C’était marée montante avec l’agitation qui va avec. Des tas de gens, même des enfants en bas âge, se précipitent dans les vagues sans autre raison que de se faire malmener ou prendre un galet sur la tête. Comme d’habitude, les plus costauds s’en sortent et font les malins devant les filles.

Un chien d’une race peu aquatique s’ébroue en bordure de l’eau ; il écoute l’ami Pierrot-le fou d’amour jouer Dorothy’s Studio à la manière de Charles Llyod.

La bande au complet (on fera l’inventaire un autre jour) fait le siège du bar ; Georges se débrouille ; quelques potins de passage en vadrouille :

Louise de V serait sur le point de trouver un candidat au poste de troisième mari.
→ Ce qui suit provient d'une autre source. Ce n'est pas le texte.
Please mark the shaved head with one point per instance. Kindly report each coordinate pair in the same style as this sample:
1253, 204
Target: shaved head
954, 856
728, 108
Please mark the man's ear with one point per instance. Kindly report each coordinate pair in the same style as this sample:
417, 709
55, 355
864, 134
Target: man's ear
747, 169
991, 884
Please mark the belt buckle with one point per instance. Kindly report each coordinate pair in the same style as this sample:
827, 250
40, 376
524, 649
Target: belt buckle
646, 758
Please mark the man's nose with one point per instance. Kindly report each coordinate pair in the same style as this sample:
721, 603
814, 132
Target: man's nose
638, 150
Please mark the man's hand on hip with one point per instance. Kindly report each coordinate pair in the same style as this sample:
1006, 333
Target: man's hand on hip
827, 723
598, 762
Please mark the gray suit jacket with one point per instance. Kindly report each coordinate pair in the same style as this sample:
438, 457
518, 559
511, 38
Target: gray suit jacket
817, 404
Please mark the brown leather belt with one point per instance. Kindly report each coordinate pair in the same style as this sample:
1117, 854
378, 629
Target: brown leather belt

Il s’agirait d’un jeune garçon fraîchement diplômé de l’ENA et plutôt ambitieux. La différence d’âge ne le générerait pas. Louise non plus.

Patti Smith aurait récemment rencontré Rimbaud dans un café de Greenwich Village ; renseignement pris auprès de Sofia Coppola qui était aussi présente, il s’agissait simplement du barman qu’elle aurait légèrement confondu (effet post-traumatique d’une fréquentation prolongée des poètes de la Beat Generation et des champignons associés).

Le DJ du Phare se serait procuré un album de Léonard Cohen , ce soir on va encore être triste…

Tiens, voilà le vieil homme… est-ce que quelqu’un l’attendait….

Episode 159

Courrier international

J’écris…eh oui, j’écris… malgré la multiplications de moyens perfectionnés à base de signaux électroniques censés faciliter la conversation entre voisins ou cousins éloignés… Avec un stylo, du papier et la collaboration de quelques facteurs, j’écris à ma tante comme vous le savez cartomancienne en Cornouailles, donc pas à côté du bar de Georges.

Ci-après la transcription dactylographiée.

Chère tante

Ma bien chère tante

(c’est quand même plus tendre qu’un Bonjour ou un Hello qui inaugure la correspondance électronique ordinaire.)

As-tu fini par pronostiquer dans l’ordre le tiercé du dimanche à l’hippodrome près de chez toi ? Pas encore… courage, je ne doute pas que tu y parviendras un jour ; on a vu plus étonnant dans le domaine.

On m’a rapporté que ta clientèle de femmes en espérance d’amour et de mâles inquiets de voir leurs ambitions (je ne détaille pas) couronnées de succès ne faiblissait pas, bien au contraire. Tant mieux. L’avenir est toujours aussi incertain et il paraît que tu te débrouilles assez bien pour y ajouter un pincée de bonheur, quoique aussi incertain. Je fais confiance à ton imagination pour leur en mettre plein la vue. Je m’en réjouis.

Question honoraire, ne sois pas timorée. Rappelle-toi, que chez nous, un fameux psy-quelque chose du nom de Lacan, prenait tellement cher que ses clients étaient obligés de travailler davantage pour le payer, il paraît qu’ils allaient mieux.

Ici, la bande ne s’en sort pas trop mal. L’oisiveté pratiquée avec application et l’absence de morale classique donnent, semble-t-il, d’assez bons résultats.